L’Institut arabe des chefs d’entreprise (IACE), a rendu public son rapport national sur l’Emploi en Tunisie lundi 11 juillet. Une analyse complète du marché du travail basée sur deux enquêtes de terrain effectuée sur un échantillon de quelques 400 entreprises et 10.300 diplômés.

Cette analyse du marché du travail dévoile un taux de chômage qui dépasse nettement les taux enregistrés dans des pays comme la Jordanie, le Maroc ou bien la Malaisie. Un marasme, conséquence d’une économie qui tourne au ralenti depuis bon nombre d’années, maintenant, aggravé par les multiples crises politiques.

 

Par ce travail, le think tank offre des éléments de reponses aux questions : A combien s’élève la demande d’emploi potentielle des entreprises ? Est-ce que l’université est en phase avec la demande sur le marché du travail ? Ou encore, Quel est le temps d’attente pour une première insertion ?

 

Selon le ministère de l’Emploi, la Tunisie compte aujourd’hui, 4 millions de personnes actives parmi lesquelles 28,1%, sont des femmes. Un million de personnes sont dans le secteur privé, 500 mille sont des autoentrepreneurs, 650 mille sont des fonctionnaires de l’Etat et plus de 600 mille sont au chômage, soit 15,2% de la population active. Ce dernier chiffre est inégalement réparti selon les régions et le sexe. Il apparait dans l’étude menée par le ministère que les ¾ de l’ensemble des chômeurs sont concentrés dans le Sud et l’Ouest du pays.

 

Face à cette crise, l’IACE a entrepris une étude complète sur l’état du marché du travail et a abordé la question côté offre et côté demande, cette dernière, corrélée étroitement à la formation des individus. L’enquête menée par le think tank tunisien, s’est faite en premier lieu, via des questionnaires qui ont mis face à face l’enquêteur et la personne interviewée, en l’occurrence le chef d’entreprise. Et pour ce qui est de la méthodologie de l’enquête, auprès des diplômés du supérieurs ayant obtenu leurs licences entre 2010 et 2015, un formulaire en ligne partagé sur les réseaux sociaux leurs a été soumis.

 

Le document, aujourd’hui en ligne, met en évidence les problèmes de compétences des candidats aux différents postes, en clair, 60% des candidats au recrutement ne remplissent pas les critères liés au poste pour lequel ils aspirent, pire encore les deux tiers se révèlent incompétents. Parlant des secteurs techniques, seulement 46% des candidats ont une bonne ou excellente maitrise des compétences techniques, le reste (54%) ont des compétences moyennes, peu satisfaisantes ou encore insuffisantes.

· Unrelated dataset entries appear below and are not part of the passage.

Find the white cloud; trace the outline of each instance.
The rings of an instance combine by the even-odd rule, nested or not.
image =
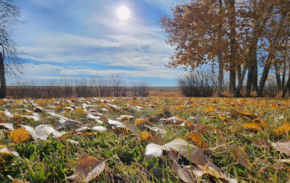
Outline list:
[[[126,78],[144,77],[171,78],[174,77],[174,71],[165,69],[154,68],[142,71],[118,69],[97,70],[81,67],[61,67],[48,64],[31,64],[31,65],[28,67],[27,75],[30,76],[29,78],[35,79],[58,78],[63,75],[72,77],[80,75],[108,76],[115,73]]]

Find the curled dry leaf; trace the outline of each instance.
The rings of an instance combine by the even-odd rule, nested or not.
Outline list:
[[[33,128],[29,126],[23,125],[19,124],[19,125],[24,127],[29,132],[29,140],[30,141],[34,141],[37,139],[36,134]]]
[[[103,114],[97,112],[91,112],[88,113],[86,117],[88,119],[99,119],[103,115]]]
[[[132,134],[139,134],[139,132],[136,129],[133,127],[129,123],[128,121],[125,121],[123,122],[123,125],[126,127],[126,129],[127,130],[128,130]]]
[[[213,107],[210,107],[209,108],[208,108],[206,109],[202,110],[202,111],[206,113],[210,114],[211,113],[212,113],[213,112]]]
[[[197,147],[204,149],[209,149],[209,147],[202,138],[199,133],[193,132],[184,137],[184,138],[190,140],[196,144]]]
[[[58,137],[68,132],[59,132],[52,128],[50,125],[40,125],[35,127],[35,134],[37,138],[42,140],[46,140],[48,138],[48,136]]]
[[[249,123],[243,124],[242,126],[246,130],[257,131],[260,130],[262,126],[260,123]]]
[[[175,151],[180,152],[182,155],[188,160],[191,160],[192,163],[195,164],[203,165],[206,162],[206,159],[207,158],[206,158],[206,155],[204,154],[204,150],[188,143],[182,139],[175,139],[173,141],[166,144],[165,145],[165,147],[170,147]],[[188,148],[190,154],[190,160],[188,153]]]
[[[140,136],[141,138],[144,140],[146,140],[149,136],[149,134],[148,134],[147,131],[142,131],[140,133]]]
[[[246,168],[249,170],[251,171],[252,170],[250,164],[248,163],[249,161],[247,159],[246,156],[242,156],[241,155],[240,151],[233,147],[230,145],[226,142],[226,140],[224,140],[224,137],[222,136],[222,132],[220,132],[221,137],[222,139],[222,141],[224,144],[227,147],[233,152],[238,156],[238,162],[239,163],[244,166]]]
[[[25,142],[29,138],[29,132],[24,128],[14,130],[10,132],[10,137],[12,140],[17,144]]]
[[[168,152],[169,160],[173,160],[172,168],[174,172],[182,180],[186,183],[193,182],[193,176],[189,170],[182,168],[178,164],[177,154],[173,151]]]
[[[90,155],[80,158],[75,165],[75,174],[67,179],[88,182],[93,180],[105,169],[106,164]]]
[[[135,120],[135,124],[136,125],[139,125],[143,122],[148,123],[151,125],[153,125],[151,122],[146,120],[143,120],[141,119],[136,119]]]
[[[156,134],[156,135],[155,135]],[[146,139],[146,144],[151,143],[156,144],[160,144],[162,142],[162,136],[160,132],[157,132],[155,131],[151,131],[151,133]]]
[[[164,145],[161,146],[155,144],[149,144],[146,147],[145,158],[144,162],[149,159],[155,157],[163,157],[163,150],[171,151],[169,147],[166,148]]]
[[[19,154],[11,146],[4,146],[0,145],[0,153],[11,155],[13,154],[16,157],[19,157]]]
[[[63,121],[60,120],[57,123],[56,127],[57,129],[60,129],[64,128],[66,129],[68,127],[75,126],[84,126],[84,125],[77,121],[68,120]]]
[[[276,151],[290,156],[290,138],[281,139],[276,142],[253,142],[253,144],[257,147],[268,147],[271,146]]]
[[[133,118],[133,116],[128,116],[127,115],[121,115],[120,117],[117,118],[117,119],[119,120],[122,120],[124,119],[128,120]]]

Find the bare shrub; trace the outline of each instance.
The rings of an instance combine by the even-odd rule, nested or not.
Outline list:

La situation se corse encore plus, lorsque le candidat est appelé à faire des présentations écrites et orales de ses compétences et expériences, lors des entretiens. Sous cet angle, près des deux tiers des candidats sont jugés incompétents. Cela signifie, qu'il y a absence totale de la maitrise de l'expérience écrite et orale. Et les implications en termes de parcours professionnels sont dramatiques. Ce Phénomène analysé est intrinsèquement lié au système d'éducation et de formation en place aujourd’hui dans notre pays

Ce problème de qualité et de compétences, se répercutent également et inévitablement sur la capacité des entreprises à satisfaire leurs besoins en main d'œuvre et donc, sur leur stratégie, leur expansion et leur positionnement sur le marché. Ajouter à cela les périodes d'attente pour combler les postes vacants, l’entreprise tunisienne peinera à se frayer un chemin dans un monde globalisé ou la compétitivité n’est pas un choix.

 

Le résultat de l’enquête en ce qui concerne les délais pour trouver un emploi est sans appel. Pour un étudiant de la Faculté de Droit et des Sciences économique et Politiques de Sousse, il faut en moyenne 72 mois d’attente pour décrocher un poste, 56 mois pour Institut Supérieur de Gestion de Sousse et 49 pour l’Institut Supérieur des Langues de Tunis. Pour des études technologiques ou en « Business School », le temps pour une première insertion est plus réduit et varie de 6 à 12 mois. Ce chiffre dépend aussi des régions. « Cependant, si on considère la taille des entreprises, ces conséquences peuvent toucher à la survie même de celles-ci, puisque des pertes de marché sont dans ce cas inévitables », avait martelé Walid Bel Haj Amor, vice-président de l’IACE durant la conférence de presse organisée hier lundi, pour l’annonce du rapport.

 

Ce document sur la compétitivité, rapporte également que 972.000 postes d’emploi sont occupés dans le secteur privé, dont plus de la moitié (54%) dans la Fabrication de produits informatiques, électroniques et optiques, les TIC et le commerce. En même temps, ces secteurs dégagent quelques 36 mille postes vacants. Au total, le secteur privé a actuellement besoin de 145.508 nouvelles recrues. 68% du nombre de postes vacants seront concentrés dans 5 secteurs parmi 19, soit, les secteurs liés au commerce et services, suivis des activités spécialisées, scientifiques et techniques, l’industrie du textile et de l’habillement.

 

Une projection effectuée par le think tank, sur les deux prochaines années, révèle que le secteur privé aura besoin de 270.000 nouvelles recrues, considérant la destruction de 50.000 postes d’emploi pour le même intervalle de temps. On obtiendra une création nette de 75.000 emplois, 68,5% desquels seront sollicités par les grandes entreprises c’est-à-dire les entreprises employant plus que 200 personnes, selon la terminologie retenue par l’INS.

 

L’analyse des postes d’emplois demandés laisse entrevoir que le marché a besoin de plus en plus de main d’œuvre qualifiée ou peu qualifiée, opérant dans des activités classiques comme le bâtiment par exemple. Le marché a donc besoin d’individus formés, que les universités, hormis les instituts technologiques, sont incapables de fournir.

 

L’offre du marché du travail en Tunisie concerne plus de 600 mille chômeurs, 35% d’entre eux ont suivi un enseignement supérieur. Selon l’étude proposée par l’IACE, l’effectif des diplômés est en constante baisse par rapport à 2010. Le déclin des chiffres des inscrits dans les établissements publics s’explique par : La baisse de l’effectif des bacheliers qui intègrent l’université publique et la prolifération des universités privées qui constituent un refuge pour bon nombre d’étudiants.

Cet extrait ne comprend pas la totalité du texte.